By way of amplification of what Mr. Madhu has said, I wish to add as follows:
Understanding Statutory Bonus
1) When one talks about "Statutory Bonus," one must first ensure that the "Statute" (The Payment of Bonus Act 1956) is applicable to the establishment.
2) The law on Bonus provides the "formula" to calculate "available surplus" and "allocable surplus" for the given year.
3) The law also states that the statutory bonus could range from 8.33% (Minimum) to 20% (Maximum) of the Bonusable salary (Basic+DA).
4) The law, alongside applicability to establishments, also stipulates to whom the act will be applicable and under what conditions!
5) The law also states that even when the organization incurs a loss, it is obliged to pay the Minimum Bonus to eligible employees.
6) The law has also provided a mechanism called a "Set On" and "Set Off" statement. Simply put, it requires the employer that when they make profits in excess of 20% Bonus, surplus up to another 20% has to be carried in the books (for three years) as a "set on," and when the employer incurs a loss in a particular year, then they are entitled to (for the next three years) "set off" for the related amount. This mechanism makes it possible for employees to receive the maximum possible bonus depending on the health of the "set on"-"set off" situation.

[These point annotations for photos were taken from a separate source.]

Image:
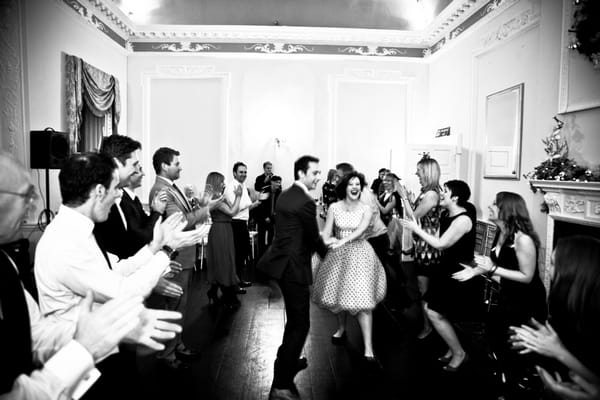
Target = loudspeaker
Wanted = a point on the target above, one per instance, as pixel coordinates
(49, 149)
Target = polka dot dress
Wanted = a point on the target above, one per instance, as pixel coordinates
(349, 278)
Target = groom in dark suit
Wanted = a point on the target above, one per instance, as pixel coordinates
(288, 260)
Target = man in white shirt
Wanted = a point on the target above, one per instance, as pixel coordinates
(69, 261)
(239, 223)
(67, 350)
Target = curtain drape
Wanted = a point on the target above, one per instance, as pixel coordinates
(100, 92)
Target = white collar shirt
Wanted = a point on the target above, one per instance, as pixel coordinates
(69, 262)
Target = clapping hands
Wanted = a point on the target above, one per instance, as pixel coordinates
(578, 389)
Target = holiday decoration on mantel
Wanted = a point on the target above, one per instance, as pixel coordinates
(586, 27)
(558, 166)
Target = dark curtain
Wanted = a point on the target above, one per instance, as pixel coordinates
(93, 104)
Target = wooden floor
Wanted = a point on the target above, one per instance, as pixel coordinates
(238, 349)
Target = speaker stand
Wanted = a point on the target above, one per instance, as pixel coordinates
(47, 212)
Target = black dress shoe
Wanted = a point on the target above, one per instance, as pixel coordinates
(301, 364)
(186, 354)
(175, 364)
(339, 340)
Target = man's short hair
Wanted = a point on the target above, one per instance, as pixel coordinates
(163, 155)
(346, 168)
(81, 173)
(301, 164)
(237, 165)
(119, 147)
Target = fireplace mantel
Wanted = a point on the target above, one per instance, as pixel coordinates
(577, 202)
(573, 202)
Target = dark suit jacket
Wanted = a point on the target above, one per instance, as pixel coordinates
(111, 235)
(125, 242)
(261, 182)
(296, 238)
(140, 225)
(266, 208)
(177, 202)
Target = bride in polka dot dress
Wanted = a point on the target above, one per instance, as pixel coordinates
(350, 279)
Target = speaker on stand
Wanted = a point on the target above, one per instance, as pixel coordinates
(48, 150)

To gain a deeper understanding of the subject, one must study the law and the case law on the subject. I am merely providing an insight!
Regarding the punishment to the employer, yes, the act does provide a procedure to be followed to recover the due bonus from the employer, and for non-adherence, the employer is liable to be punished as Mr. Madhu said!
Trust that the basics are now clear!